El 99 divorcio – Capítulo 430
Capítulo 430: Engañado dos veces por Su Qianci
Sin embargo, la posibilidad de una escalera de color era demasiado baja. ¿Era ella realmente tan afortunada? Sintiéndose dudoso, miró a la mujer que estaba sonriendo brillantemente. Después de un buen rato, dobló sus cartas y dijo: «¡Fuera!»
Su Qianci de repente se rió y tomó la mano de Li Sicheng. «Señor. ¡Li, él está fuera! ”Luego ella mostró su última carta, que era A en espadas. Al ver esa tarjeta, todos miraron, con los ojos muy abiertos. Después de un tiempo, Li Sicheng comenzó a reírse.
Al ver eso, Lao Jin de repente se levantó y golpeó la mesa. «¿F ** rey me engañó?»
Su Qianci parpadeó y sonrió. «¡Qué divertido! Es solo un juego. ¿Por que estas tan enojado? ¿Sabes que esto es un casino? ¿Soy el culpable de tu insensatez?
Li Jinnan no pudo evitar reírse y le dio a Su Qianci un pulgar arriba. «¡Increíble! Acabas de recuperar todo lo que mi hermano había perdido esta noche «.
Al oír eso, miró a Li Sicheng. «¿Cuánto perdiste?»
“Más de 20 millones”. Él le frotó la cabeza. «¿Continuar?»

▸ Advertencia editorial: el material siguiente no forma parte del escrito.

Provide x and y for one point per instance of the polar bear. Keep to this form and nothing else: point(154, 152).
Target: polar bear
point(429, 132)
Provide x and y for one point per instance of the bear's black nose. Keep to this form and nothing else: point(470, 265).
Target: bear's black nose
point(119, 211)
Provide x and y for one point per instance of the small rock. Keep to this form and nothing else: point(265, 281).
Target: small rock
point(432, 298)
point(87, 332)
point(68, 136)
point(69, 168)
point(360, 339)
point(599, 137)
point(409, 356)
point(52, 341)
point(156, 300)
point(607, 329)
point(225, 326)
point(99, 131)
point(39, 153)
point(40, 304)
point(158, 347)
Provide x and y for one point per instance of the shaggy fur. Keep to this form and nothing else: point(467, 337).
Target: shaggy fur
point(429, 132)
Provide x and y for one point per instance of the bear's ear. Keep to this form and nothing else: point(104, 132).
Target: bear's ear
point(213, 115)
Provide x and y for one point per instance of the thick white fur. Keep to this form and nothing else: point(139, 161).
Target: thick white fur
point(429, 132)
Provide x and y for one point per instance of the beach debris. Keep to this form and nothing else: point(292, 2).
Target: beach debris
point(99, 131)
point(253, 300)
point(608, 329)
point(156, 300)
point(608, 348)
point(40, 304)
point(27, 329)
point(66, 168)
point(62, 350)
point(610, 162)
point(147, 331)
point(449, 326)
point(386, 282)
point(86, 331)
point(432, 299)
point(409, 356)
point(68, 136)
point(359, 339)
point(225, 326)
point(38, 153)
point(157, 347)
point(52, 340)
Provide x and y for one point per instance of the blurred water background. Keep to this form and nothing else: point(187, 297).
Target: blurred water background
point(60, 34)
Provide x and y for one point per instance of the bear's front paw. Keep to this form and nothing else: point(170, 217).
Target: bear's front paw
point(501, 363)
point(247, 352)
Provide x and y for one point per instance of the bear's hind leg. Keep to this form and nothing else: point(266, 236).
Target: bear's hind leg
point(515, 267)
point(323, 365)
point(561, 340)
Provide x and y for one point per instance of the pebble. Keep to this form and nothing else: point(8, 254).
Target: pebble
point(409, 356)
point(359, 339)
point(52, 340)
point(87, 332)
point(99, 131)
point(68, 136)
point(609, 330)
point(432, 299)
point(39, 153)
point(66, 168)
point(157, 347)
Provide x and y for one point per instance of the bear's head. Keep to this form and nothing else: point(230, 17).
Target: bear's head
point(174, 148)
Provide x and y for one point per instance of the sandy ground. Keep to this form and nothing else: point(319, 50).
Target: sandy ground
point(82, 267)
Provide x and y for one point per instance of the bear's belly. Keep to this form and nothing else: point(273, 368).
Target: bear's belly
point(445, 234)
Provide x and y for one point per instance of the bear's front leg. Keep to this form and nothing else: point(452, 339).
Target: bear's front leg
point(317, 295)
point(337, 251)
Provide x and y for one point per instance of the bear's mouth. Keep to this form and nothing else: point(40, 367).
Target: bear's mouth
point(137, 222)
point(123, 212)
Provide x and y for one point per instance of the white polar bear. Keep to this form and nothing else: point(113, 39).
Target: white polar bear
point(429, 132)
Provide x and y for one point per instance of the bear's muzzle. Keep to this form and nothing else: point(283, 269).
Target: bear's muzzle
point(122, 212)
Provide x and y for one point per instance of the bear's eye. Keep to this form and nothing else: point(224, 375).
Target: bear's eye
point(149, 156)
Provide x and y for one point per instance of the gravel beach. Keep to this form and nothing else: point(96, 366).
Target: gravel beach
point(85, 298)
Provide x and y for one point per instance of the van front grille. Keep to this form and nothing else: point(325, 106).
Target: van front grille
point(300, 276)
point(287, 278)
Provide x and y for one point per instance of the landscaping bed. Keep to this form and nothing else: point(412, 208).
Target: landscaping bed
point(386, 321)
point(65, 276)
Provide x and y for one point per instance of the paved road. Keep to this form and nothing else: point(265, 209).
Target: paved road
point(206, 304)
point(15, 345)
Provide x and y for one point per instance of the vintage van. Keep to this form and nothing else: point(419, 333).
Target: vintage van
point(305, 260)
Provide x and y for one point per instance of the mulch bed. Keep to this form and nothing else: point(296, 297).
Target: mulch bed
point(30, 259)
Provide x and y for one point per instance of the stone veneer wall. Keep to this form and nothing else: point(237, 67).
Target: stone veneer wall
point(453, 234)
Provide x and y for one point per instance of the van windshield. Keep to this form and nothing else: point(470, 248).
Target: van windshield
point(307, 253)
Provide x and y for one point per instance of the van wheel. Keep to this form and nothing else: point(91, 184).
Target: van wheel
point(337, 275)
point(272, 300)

«Por supuesto». Ella siempre fue la más afortunada en un casino. «¿Continuamos, señor Jin?»
Lao Jin se burló, «¡Claro!»
Sin embargo, en las siguientes rondas, Lao Jin siguió perdiendo. Lo que más le molestó fue que se enamoró del mismo truco de Su Qianci dos veces. Muy pronto, ella había ganado más de 50 millones. Menos de lo que Li Sicheng había perdido al principio, habían ganado 20 millones. Sin embargo, eso no fue suficiente. Li Jinnan acababa de contarle lo que había sucedido. Su Qianci se erizó y decidió continuar.
“36 millones. ¿El señor Jin, dentro o fuera? «Su Qianci lo miró con calma con una sonrisa, golpeando sus dedos sobre la mesa.
Su aspecto era casi exactamente igual al de Li Sicheng. Ambos hermanos podrían decir eso. Li Sicheng sonrió y miró a Lao Jin, que tenía dudas. La mano de Lao Jin fue genial, con cuatro ases. Sin embargo, Su Qianci no parecía asustado en absoluto.
Lo que más asustó a Lao Jin fue el hecho de que Su Qianci volvió a tener el mismo traje. K, Q, J, 9, todo en espadas. Si la mujer tenía un 10 en espadas en su bolsillo, entonces ganaría con una escalera de color. Sin embargo, si la tarjeta no fuera 10 en espadas, ella perdería. Al ver su mirada de confianza, Lao Jin estaba sudando. Había sido engañado por su mirada confiada varias veces. Inicialmente, había golpeado a Li Sicheng debido a la mala suerte de Li Sicheng y sus trucos mentales. Esta mujer no solo tuvo una gran suerte sino que también fue genial en los juegos mentales. ¿Que podía hacer?
«Jefe, no seas engañado de nuevo. La mujer es mala.
Lao Jin también lo pensó. Sin embargo, ¿y si?
Al ver lo dudoso que era, Su Qianci dijo con impaciencia: «Tengo sueño ahora. ¿Vas a jugar o qué? Podría irme a casa «.
Lao Jin se sintió sofocada, ya que esta era la primera vez que la niña le decía eso. Si los miembros de su pandilla lo supieran, se reirían hasta morir. Después de un buen rato, empujó sus fichas hacia adelante y dijo: “¡En! ¡No creo que tengas una escalera de color!
Último juego.
Miró y preguntó: «¿Estás absolutamente segura? No te arrepientas de esto «.
Al oír eso, Lao Jin se sintió relajado. «No debería haber bluffeado, ¿verdad? Muéstrame lo que tienes.»